# Innovative topics for Class XII CBSE investigatory projects.



## nikhilsharma007nikx (Jun 15, 2015)

We have been given Chemistry and Physics projects to do and I want something different to do. There are a lot of projects to do in science but nothing that i feel is greatly "investigatory"(especially in physics) . I might have a lot of topics in my mind but i don't really remember such stuff right now. If you people could just name the topics or the basic idea i can work on would be great. I care doing this not for the marks but because I enjoy SCIENCE. One more thing is that would be great if you could suggest topics from electric circuits for physics as i have a lot of resources and of course its my interest . I have done soldering and basic circuit since class 6th and I continue to do so. 

I made my mind on a few topics like- 
1. Cyclotron (Physics)
2. Amount of Caffeine in Different samples of Tea.( chemistry)

- - - Updated - - -

Let your ideas flow in! please!


----------



## nikhilsharma007nikx (Jun 16, 2015)

Any ideas would work. At least some?


----------



## fz8975 (Jun 16, 2015)

for physics project you can build Logic  gates ..


----------



## nikhilsharma007nikx (Jun 16, 2015)

Thanks for the suggestion. I'll look into it. I have no idea, but ill research. Anything for chemistry?


----------



## Flash (Jun 16, 2015)

The element that can make bones glow - BBC News


----------



## nikhilsharma007nikx (Jun 16, 2015)

I need "project"

- - - Updated - - -

Thank you  [MENTION=118867]fz8975[/MENTION] ,im going ahead with projects on logic gates. im planning to make working models(circuits) and simple computer(calculators sort of something). Ill be posting videos on youtube for other who need help. Thanks for the topic =)

- - - Updated - - -
 [MENTION=142062]Flash[/MENTION] ,its a great article but im in need of projects, like something to work on or research on. These things are out of my reach. Something that can be easily sourced by the school or me would be a better option.


----------



## nikhilsharma007nikx (Jun 21, 2015)

Im done with my physics project. No working models as my teacher didnt want us to. 9 days to end the holidays and im still left with a heck lot of work, along with all the holiday homework. please some easy peasy ideas on some chemistry project as soon as possible?


----------



## nikhilsharma007nikx (Jun 22, 2015)

Any one?


----------



## fz8975 (Jun 22, 2015)

pH of different fruit juices


----------



## nikhilsharma007nikx (Jun 22, 2015)

Nah, I'm thinking of doing quantity of caffeine in diff tea samples.


----------



## Flash (Jun 22, 2015)

You may want to do some experiments on nutritional content of Nestle products..


----------



## nikhilsharma007nikx (Jun 22, 2015)

Hahaha, that's innovative, if only you could have told me earlier . Now I don't have time, I'll just go with what I decided. Keep posting more suggestions, other will get help.


----------



## powerhoney (Jun 22, 2015)

Maybe you could test amount of MSG and/or lead in different noodle brands in India!!!


----------



## GamerSlayer (Sep 15, 2015)

Guys, I need a good topic for my Physics Project! Pls help... I don't have a lot of time left!


----------



## SaiyanGoku (Sep 15, 2015)

GamerSlayer said:


> Guys, I need a good topic for my Physics Project! Pls help... I don't have a lot of time left!

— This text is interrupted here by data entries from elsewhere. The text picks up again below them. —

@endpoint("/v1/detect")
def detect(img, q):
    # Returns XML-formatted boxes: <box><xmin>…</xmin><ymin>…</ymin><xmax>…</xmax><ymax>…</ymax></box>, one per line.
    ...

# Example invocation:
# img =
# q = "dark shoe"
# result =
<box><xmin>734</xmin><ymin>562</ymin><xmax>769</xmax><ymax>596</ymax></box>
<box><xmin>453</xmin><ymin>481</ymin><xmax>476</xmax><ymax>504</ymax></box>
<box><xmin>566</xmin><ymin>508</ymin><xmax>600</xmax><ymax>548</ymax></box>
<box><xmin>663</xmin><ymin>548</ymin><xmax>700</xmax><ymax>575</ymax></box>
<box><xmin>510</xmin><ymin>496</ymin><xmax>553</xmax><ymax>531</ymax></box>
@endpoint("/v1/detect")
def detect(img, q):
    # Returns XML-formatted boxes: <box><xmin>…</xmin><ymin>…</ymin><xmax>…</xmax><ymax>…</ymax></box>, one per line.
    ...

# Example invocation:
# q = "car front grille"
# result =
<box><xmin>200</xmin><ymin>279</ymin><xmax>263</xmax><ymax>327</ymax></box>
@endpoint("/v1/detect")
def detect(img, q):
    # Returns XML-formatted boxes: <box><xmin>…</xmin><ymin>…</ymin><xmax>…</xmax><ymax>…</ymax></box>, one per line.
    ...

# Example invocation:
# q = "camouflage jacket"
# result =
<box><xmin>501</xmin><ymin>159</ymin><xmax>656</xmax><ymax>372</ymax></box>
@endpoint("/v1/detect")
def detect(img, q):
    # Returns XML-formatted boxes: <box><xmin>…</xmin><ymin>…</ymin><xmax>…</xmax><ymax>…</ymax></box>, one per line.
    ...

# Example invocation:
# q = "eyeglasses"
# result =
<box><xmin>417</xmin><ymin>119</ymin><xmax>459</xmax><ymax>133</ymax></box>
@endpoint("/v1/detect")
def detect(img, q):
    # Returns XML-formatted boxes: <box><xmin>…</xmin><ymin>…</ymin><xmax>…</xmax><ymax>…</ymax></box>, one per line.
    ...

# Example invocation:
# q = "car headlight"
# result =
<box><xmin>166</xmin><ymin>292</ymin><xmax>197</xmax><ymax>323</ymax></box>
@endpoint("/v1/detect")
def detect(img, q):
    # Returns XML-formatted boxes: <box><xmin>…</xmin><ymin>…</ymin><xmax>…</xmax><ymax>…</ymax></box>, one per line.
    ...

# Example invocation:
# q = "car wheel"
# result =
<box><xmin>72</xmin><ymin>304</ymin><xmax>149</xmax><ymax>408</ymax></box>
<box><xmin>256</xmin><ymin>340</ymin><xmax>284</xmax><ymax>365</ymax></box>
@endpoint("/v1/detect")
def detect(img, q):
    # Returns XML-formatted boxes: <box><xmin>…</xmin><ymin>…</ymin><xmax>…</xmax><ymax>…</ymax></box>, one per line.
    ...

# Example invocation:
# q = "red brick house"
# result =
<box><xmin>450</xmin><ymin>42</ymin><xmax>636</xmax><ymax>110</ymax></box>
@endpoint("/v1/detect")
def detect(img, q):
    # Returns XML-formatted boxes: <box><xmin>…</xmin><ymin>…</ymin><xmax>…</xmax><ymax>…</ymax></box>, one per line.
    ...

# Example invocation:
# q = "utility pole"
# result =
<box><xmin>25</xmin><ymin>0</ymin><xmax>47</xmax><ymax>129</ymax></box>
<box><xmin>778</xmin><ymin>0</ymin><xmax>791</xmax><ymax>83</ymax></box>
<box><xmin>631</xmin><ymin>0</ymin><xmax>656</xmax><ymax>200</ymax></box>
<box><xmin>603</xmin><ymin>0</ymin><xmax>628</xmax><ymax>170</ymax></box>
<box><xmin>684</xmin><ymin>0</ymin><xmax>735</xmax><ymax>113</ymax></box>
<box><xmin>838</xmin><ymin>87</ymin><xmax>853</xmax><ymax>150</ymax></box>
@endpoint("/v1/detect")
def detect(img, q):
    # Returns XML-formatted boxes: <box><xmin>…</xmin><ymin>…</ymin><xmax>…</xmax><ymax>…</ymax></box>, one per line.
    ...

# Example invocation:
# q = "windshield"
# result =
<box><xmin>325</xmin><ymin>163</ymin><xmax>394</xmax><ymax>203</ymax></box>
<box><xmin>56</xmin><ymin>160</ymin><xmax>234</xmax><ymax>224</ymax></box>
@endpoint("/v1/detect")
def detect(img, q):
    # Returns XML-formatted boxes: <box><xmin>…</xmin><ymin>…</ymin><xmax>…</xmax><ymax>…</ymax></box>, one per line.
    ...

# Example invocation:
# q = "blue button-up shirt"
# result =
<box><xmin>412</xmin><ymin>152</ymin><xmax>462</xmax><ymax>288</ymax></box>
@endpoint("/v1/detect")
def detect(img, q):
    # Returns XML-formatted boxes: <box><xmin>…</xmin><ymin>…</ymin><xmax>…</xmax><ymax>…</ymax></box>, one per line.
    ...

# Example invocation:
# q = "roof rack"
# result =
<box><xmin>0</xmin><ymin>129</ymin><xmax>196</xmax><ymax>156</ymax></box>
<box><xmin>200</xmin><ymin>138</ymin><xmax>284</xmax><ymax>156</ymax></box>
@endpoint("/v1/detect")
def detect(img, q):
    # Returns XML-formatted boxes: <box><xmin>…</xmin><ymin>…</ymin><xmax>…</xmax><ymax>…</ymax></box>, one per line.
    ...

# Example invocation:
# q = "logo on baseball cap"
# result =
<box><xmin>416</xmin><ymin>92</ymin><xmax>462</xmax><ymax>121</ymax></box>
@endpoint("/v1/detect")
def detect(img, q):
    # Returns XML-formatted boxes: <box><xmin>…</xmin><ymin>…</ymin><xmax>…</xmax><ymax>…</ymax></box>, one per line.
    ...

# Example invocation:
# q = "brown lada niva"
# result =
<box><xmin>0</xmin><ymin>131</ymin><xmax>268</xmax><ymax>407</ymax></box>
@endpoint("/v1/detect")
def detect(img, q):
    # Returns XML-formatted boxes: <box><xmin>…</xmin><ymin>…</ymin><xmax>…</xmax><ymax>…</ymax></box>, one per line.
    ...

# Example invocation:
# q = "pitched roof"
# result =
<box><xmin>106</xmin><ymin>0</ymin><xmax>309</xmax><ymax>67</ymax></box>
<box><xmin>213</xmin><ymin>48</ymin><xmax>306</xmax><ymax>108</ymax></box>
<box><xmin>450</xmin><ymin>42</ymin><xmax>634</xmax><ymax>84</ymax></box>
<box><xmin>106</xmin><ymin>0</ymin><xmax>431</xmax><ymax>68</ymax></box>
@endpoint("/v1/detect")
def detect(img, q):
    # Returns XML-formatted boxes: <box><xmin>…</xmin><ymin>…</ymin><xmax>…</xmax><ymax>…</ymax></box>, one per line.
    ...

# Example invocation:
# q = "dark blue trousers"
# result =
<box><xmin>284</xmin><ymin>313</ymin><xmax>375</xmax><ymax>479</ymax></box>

How about wormholes, blackholes or wait for it....


TIME TRAVEL


----------



## nikhilsharma007nikx (Sep 15, 2015)

SaiyanGoku said:


> How about wormholes, blackholes or wait for it....
> 
> 
> TIME TRAVEL


It has to be "investigatory", something to show. Like using equipments. All that is theoretical.


----------



## GamerSlayer (Sep 17, 2015)

Someone help me with a topic please! It has to be theoretical and has to be something that I can perform in the school Lab!


----------



## SaiyanGoku (Sep 17, 2015)

GamerSlayer said:


> Someone help me with a topic please! It has to be theoretical and has to be something that I can perform in the school Lab!


Does your school's physics lab has semiconductor lasers? If yes, then try to perform the YDSE.


----------